Growing Concerns: If it’s all gone haywire, it must be August
August always brings an onslaught of questions. For many homeowners, shrubs are growing out of control, insect pests are actively feeding, weeds have gone wild in lawns, tree limbs are sagging with the weight of new growth, and plant diseases have gotten to a level that symptoms are alarmingly apparent.
In fact, I simply don’t have enough hours in the day to keep pace with the questions in addition to the daily workload. If you have tried to contact me and I have not replied, please try again.
During the past couple of weeks, Japanese beetles and lawn weeds have topped the list of questions. Both of these pests have been active for some time but are most visible this time of year.
Japanese beetles that are on plants small enough to be sprayed can be treated for as needed. There are several products available from local garden centers that are effective for controlling them.
Remember, these products also kill pollinators, so read labels and avoid spraying blooming plants when pollinators are active. In larger trees, it is not practical to spray the canopy and it is too late in the beetles’ feeding cycle to get systemic insecticides to translocate into the foliage to control the beetles.

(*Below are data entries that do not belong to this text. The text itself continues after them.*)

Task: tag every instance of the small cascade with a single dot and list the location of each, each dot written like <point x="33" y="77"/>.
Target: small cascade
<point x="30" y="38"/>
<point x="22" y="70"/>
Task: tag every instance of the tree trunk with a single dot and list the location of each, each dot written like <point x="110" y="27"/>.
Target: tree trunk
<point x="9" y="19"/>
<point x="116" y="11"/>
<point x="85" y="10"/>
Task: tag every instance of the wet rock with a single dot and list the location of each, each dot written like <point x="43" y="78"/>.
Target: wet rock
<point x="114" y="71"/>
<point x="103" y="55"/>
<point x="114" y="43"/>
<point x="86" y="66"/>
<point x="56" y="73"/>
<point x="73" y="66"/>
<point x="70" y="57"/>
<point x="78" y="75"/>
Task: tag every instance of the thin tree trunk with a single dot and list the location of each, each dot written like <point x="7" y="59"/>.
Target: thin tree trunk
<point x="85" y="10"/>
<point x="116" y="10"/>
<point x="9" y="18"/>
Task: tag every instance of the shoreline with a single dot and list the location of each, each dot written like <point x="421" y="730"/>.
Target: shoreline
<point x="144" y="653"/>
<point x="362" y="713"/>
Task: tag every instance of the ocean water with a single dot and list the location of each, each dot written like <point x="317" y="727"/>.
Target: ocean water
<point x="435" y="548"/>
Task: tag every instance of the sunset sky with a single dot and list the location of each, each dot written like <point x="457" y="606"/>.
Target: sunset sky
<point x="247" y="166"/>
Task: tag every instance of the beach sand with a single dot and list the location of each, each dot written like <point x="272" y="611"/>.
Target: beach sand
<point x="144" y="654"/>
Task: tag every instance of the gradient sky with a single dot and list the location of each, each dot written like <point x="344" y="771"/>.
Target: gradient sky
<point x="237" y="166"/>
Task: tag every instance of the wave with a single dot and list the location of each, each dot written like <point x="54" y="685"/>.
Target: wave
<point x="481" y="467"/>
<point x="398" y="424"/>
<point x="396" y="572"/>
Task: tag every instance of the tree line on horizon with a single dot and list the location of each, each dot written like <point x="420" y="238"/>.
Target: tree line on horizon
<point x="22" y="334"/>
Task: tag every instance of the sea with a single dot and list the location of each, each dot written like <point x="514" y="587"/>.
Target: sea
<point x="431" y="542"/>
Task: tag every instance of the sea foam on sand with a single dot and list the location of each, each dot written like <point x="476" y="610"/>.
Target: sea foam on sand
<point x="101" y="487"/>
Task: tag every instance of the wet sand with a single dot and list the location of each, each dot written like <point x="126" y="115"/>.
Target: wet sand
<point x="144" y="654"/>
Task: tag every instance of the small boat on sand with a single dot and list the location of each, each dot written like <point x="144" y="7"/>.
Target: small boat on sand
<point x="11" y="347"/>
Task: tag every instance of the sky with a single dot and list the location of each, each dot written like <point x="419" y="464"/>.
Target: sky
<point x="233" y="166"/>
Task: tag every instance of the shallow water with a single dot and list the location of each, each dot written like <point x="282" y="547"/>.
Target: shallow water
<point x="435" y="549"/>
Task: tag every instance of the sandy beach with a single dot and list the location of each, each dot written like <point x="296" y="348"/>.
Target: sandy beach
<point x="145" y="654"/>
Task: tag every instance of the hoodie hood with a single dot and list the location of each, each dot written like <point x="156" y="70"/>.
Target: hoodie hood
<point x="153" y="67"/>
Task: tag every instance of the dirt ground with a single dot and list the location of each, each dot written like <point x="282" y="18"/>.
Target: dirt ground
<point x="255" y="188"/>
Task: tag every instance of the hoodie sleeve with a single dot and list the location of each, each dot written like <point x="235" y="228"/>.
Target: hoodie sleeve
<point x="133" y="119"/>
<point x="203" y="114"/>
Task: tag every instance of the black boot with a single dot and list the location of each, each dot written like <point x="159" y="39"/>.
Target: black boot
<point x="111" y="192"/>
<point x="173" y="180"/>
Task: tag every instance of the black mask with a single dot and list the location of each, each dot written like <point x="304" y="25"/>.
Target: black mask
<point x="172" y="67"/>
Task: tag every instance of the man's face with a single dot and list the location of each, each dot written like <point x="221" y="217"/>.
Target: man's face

Fortunately, if trees are healthy, the defoliation from the Japanese beetles will not kill the tree. At this point, these insects will just need to run their course in larger trees.
I have frequently heard comments that Japanese beetles will just keep getting worse. They have been in Rochester for several years and are well-established. However, they are a more recent invader in some neighborhoods. Over time, beetle populations will cycle from high to low populations. We should typically see a cycle of several years with low to moderate populations that gradually peak.
In years of high population, diseases of the beetle will cause the population to fall back to lower levels. We will have some level of Japanese beetles every summer, but very high populations should be intermittent so trees won’t suffer from heavy defoliation season after season. Trees are well-adapted to tolerate these intermittent pest outbreaks.
By late summer, weeds have reached their mature size and are very visible in lawns. While it is tempting to get out and start spraying, it is probably best to delay this practice until the end of August or early September. If done too early, the spaces that are left when the weeds die are likely to be filled with warm season weeds such as crabgrass.
Delaying just a few weeks will get us to a point where lawn grasses recover from the stress of summer. These grasses will begin a growth stage where they produce new plants which will quickly fill the spaces left by dead weeds. There is not a specific date that is best for fall weed control, but it should be timed when the forecast shows cooler daytime temperatures and increased rainfall. September through November generally offer optimum growing conditions for our cool season turf. This is also the optimum time to get control of lawn weeds, fertilize, aerate and over-seed when needed.